Ein besonders sorgenvoller Blick im Rahmen des Klimawandels richtet sich auf den hohen Norden der Erde: Kaum ein Bereich hat sich in den vergangenen Jahrzehnten so stark erwärmt wie die Arktis und dadurch drohen klimatische Dominoeffekte. Der Wandel macht sich unter anderem durch die immer kleiner werdenden Eisflächen im Arktischen Ozean und seinen Randmeeren bemerkbar. Grundsätzlich sind die Ausdehnungen dabei den natürlichen saisonalen Schwankungen unterworfen: Jedes Jahr breitet sich das arktische Meereis ab Herbst aus, bis es durch die milderen Temperaturen im Frühling wieder schrumpft. In den letzten Jahrzehnten hat sich allerdings nicht nur das sommerliche Minimum der Meereis-Ausdehnung drastisch reduziert. Im Winterhalbjahr dehnen sich die Flächen nicht mehr so stark aus und es kommt sogar manchmal zu Tauprozessen.
Atmosphärischen Flüssen auf der Spur
Die Forscher um Pengfei Zhang von der Pennsylvania State University in University Park nun der Frage nachgegangen, inwieweit ein „berüchtigtes“ atmosphärisches Phänomen an der mangelnden Erholung des Meereises im Winter beteiligt sein könnte. Bei den sogenannten atmosphärischen Flüssen handelt es sich um etwa 500 Kilometer breite und bis zu mehrere tausend Kilometer lange Bänder aus feuchtigkeitsgesättigter Luft. Wenn diese oft von Stürmen begleiteten Ströme auf Land treffen, können ihre gigantischen Feuchtigkeitsmengen für Extremniederschläge und Überschwemmungen sorgen.

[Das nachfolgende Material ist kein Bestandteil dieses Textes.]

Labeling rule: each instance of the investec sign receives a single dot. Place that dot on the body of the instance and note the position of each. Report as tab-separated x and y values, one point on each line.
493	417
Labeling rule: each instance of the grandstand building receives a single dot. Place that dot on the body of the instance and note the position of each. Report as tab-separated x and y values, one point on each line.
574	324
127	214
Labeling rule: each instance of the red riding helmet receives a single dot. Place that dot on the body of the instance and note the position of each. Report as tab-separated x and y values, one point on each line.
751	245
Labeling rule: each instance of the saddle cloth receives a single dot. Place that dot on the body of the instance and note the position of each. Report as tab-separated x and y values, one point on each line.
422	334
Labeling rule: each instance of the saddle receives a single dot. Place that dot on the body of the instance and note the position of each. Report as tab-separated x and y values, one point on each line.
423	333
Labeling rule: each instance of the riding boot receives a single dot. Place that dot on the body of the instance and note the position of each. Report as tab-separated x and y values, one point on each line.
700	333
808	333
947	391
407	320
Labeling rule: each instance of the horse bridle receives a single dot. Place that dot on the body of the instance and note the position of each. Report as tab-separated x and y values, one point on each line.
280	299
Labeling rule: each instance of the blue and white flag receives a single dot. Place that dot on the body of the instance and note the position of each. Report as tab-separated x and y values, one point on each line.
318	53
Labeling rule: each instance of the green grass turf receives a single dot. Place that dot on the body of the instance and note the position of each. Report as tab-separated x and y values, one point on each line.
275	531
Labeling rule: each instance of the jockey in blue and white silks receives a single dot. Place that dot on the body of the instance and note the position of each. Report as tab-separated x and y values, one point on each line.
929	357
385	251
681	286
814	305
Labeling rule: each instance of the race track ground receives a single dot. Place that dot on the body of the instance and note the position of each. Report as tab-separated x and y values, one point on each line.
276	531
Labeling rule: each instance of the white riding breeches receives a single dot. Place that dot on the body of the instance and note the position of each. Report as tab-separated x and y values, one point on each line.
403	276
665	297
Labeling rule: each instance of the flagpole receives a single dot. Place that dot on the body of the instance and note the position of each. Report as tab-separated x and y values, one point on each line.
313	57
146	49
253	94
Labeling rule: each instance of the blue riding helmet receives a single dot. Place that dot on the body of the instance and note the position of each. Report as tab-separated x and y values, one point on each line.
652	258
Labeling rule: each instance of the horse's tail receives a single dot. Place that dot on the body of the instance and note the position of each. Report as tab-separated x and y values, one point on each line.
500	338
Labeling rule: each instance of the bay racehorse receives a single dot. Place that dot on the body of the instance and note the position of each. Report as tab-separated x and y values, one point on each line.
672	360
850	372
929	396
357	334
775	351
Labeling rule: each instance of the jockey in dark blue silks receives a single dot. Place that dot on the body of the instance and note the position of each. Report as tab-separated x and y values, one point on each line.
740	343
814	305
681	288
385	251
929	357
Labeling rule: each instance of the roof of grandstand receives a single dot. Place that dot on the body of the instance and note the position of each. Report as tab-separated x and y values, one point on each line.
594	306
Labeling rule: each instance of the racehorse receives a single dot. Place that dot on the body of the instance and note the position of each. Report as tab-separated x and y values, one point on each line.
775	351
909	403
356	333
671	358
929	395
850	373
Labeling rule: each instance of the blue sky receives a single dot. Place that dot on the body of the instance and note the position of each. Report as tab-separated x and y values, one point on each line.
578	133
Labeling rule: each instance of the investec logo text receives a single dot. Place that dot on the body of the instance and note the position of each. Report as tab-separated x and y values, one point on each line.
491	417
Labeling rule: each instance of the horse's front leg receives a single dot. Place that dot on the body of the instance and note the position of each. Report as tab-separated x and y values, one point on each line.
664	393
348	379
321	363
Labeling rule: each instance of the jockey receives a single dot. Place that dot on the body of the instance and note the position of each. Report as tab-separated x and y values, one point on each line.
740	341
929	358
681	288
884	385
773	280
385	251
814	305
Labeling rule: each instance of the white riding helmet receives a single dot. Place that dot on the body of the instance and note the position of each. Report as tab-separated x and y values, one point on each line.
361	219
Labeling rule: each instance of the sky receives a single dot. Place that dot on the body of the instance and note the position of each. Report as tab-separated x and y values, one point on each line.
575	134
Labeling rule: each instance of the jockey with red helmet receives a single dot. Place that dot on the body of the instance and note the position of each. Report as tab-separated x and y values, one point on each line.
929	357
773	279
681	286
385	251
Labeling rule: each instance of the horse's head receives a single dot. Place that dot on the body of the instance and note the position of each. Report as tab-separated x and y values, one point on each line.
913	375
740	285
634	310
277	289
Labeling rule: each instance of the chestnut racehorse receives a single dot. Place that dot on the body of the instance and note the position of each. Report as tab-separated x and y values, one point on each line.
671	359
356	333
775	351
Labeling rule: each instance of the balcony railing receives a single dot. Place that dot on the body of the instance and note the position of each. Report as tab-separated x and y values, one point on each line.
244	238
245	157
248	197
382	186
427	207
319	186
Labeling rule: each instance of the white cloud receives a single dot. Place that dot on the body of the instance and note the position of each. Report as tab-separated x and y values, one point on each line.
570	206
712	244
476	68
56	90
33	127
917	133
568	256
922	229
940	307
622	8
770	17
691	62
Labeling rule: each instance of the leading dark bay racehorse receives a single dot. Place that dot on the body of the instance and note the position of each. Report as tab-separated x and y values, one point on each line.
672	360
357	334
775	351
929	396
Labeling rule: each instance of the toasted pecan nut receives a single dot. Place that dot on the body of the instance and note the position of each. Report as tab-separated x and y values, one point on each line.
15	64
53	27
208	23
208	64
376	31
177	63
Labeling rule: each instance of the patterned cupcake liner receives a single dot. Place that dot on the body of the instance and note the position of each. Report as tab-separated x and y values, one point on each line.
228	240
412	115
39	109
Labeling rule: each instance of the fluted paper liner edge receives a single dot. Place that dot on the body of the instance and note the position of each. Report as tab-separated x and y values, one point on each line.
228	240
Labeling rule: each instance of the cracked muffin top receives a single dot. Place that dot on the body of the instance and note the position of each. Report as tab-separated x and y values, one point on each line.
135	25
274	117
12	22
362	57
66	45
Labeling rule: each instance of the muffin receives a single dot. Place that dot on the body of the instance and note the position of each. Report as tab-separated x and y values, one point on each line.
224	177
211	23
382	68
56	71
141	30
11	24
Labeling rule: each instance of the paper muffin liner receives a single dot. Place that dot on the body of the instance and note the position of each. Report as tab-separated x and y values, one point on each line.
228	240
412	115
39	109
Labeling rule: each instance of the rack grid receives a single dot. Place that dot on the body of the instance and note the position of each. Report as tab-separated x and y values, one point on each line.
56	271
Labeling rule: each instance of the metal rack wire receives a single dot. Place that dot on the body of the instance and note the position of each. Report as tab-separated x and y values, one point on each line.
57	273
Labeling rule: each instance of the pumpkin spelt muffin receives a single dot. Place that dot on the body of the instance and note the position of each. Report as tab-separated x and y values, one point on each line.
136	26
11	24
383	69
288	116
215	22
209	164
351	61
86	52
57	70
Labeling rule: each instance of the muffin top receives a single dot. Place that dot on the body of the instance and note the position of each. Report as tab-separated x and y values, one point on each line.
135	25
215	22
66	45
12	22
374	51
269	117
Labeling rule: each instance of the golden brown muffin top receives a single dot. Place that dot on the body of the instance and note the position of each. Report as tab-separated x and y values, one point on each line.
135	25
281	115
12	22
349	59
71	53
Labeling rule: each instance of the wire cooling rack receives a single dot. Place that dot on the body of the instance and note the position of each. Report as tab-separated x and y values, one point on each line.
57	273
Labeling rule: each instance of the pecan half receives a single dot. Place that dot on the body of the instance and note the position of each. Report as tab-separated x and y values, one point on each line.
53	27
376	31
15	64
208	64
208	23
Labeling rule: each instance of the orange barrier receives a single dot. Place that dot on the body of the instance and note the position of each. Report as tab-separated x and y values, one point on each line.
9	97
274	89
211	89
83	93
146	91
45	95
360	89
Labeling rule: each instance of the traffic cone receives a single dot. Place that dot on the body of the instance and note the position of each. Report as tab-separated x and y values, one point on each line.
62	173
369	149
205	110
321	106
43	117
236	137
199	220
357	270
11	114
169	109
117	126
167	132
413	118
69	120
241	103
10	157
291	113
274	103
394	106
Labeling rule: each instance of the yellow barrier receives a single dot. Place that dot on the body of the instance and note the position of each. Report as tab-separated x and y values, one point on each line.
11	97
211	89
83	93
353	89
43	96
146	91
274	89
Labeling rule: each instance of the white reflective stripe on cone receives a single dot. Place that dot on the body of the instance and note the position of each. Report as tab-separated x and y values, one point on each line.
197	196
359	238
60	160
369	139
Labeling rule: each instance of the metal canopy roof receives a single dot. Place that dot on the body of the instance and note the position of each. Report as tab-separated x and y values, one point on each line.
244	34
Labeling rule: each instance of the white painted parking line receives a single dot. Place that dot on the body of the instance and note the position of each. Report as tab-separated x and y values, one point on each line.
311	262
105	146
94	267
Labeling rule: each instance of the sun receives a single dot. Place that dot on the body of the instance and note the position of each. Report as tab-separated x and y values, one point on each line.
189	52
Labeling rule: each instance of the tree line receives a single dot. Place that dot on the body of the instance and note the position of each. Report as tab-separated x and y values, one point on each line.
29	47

Meist erstrecken sich die atmosphärischen Flüsse von der Äquatorregion bis in unsere mittleren Breiten – doch manchmal „fließen“ sie auch bis in die arktischen Bereiche. Diesen besonders weitreichenden Versionen sind die Wissenschaftler nun durch Auswertungen von Satellitendaten und weiteren Informationen nachgegangen, die den Zeitrahmen von 1979 bis 2021 umfassen. Um mögliche Prozesse herauszuarbeiten, führten sie zudem Klimamodellsimulationen auf der Grundlage der Inforationen durch.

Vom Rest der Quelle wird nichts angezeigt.